Question

A pulley is attached to the ceiling of a lift moving upwards. Two particles are attached to the two ends of a massless string passing over the smooth pulley. The masses of the particles are in the ratio $2:1$. If the acceleration of the particles is $\dfrac{g}{2}$ w.r.t. lift, then the acceleration of the lift will be.
A. g
B. $\dfrac{g}{2}$
C. $\dfrac{g}{3}$
D. $\dfrac{g}{4}$

Answer 1

Concept of relative motion and the effect of acceleration of lift on the acceleration of the two masses is to be used. Then, it can be solved.

Complete step by step answer:
Let us consider that the acceleration of lift is as shown in figure.
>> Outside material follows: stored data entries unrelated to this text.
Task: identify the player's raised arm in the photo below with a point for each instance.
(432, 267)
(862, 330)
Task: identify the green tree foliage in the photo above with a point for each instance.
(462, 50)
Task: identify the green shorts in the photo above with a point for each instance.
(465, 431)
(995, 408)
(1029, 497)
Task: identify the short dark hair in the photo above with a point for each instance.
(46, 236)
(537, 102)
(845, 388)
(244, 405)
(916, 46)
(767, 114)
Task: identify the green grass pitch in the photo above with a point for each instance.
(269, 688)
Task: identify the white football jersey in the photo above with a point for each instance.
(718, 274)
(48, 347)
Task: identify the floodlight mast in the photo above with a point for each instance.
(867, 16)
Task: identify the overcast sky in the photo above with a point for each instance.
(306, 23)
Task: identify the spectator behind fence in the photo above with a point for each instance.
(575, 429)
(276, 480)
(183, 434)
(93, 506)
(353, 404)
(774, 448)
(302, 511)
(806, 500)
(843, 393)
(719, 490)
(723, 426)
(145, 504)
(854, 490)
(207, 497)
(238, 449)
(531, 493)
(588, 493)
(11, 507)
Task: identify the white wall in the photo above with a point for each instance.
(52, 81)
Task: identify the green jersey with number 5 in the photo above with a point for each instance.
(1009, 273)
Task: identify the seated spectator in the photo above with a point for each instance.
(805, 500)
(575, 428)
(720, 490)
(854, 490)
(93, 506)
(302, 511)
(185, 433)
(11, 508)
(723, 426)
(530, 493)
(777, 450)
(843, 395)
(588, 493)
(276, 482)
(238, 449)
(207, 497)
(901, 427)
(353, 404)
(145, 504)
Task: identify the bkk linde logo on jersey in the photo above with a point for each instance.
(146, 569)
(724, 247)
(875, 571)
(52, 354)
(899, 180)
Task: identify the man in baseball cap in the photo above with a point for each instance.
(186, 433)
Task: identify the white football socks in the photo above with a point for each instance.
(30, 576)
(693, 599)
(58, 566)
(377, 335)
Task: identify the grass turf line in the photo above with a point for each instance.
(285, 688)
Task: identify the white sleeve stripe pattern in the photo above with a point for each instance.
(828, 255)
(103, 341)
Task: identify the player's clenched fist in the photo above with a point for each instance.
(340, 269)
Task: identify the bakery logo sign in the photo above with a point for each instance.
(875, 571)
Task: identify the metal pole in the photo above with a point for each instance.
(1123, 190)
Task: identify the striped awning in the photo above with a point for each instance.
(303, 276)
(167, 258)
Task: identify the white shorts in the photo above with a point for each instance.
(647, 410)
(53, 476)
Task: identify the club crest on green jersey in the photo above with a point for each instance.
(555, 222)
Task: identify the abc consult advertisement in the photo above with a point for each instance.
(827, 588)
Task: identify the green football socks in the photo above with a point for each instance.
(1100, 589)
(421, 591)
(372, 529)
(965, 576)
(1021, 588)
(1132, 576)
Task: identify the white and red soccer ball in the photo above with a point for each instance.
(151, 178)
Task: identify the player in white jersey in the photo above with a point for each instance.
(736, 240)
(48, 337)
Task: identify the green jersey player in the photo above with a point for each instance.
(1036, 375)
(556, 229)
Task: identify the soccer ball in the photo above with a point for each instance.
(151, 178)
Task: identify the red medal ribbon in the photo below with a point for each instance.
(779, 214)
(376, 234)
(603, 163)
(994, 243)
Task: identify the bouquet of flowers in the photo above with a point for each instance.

The mass $2$m being heavy, moves downward while mass m being small will move upward in an atwood machine.
Then, from figure we have acceleration of bigger mass (i.e. $2$m)$= a - \dfrac{g}{2}$
Acceleration of smaller mass (i.e.m) $= a + \dfrac{g}{2}$
There will develop a tension, T in the string as shown in figure. So, the equation form mass $2$m is,
$T - 2mg = 2m\left( {a - \dfrac{g}{2}} \right)$… (i)
And for mass, m is
$T - mg = m\left( {a + \dfrac{g}{2}} \right)$… (ii)
Subtracting equation (ii) from equation (i), we get
$T - 2mg - \left( {T - mg)} \right) = 2m\left( {a - \dfrac{g}{2}} \right) - m\left( {a + \dfrac{g}{2}} \right)$
$\Rightarrow T - 2 mg - T + mg = 2ma - \dfrac{{2mg}}{2} - ma - \dfrac{{mg}}{2}$
$\Rightarrow - mg = ma - \dfrac{{3mg}}{2}$
$\Rightarrow ma = \dfrac{{3mg}}{2} - mg$
$\Rightarrow ma = \dfrac{{3mg - 2mg}}{2} \Rightarrow ma = \dfrac{{mg}}{2}$
$\Rightarrow a = \dfrac{g}{2}$
Hence, the acceleration of the lift will be $\dfrac{g}{2}$.

Note:
Here, as in the case of mass $2$m, both the acceleration a and $\dfrac{g}{2}$ are in the opposite direction.
So, net acceleration of $2m = a - \dfrac{g}{2}$
While in case of mass m, thay are in the same direction.
So, acceleration of small mass $= a + \dfrac{g}{2}$.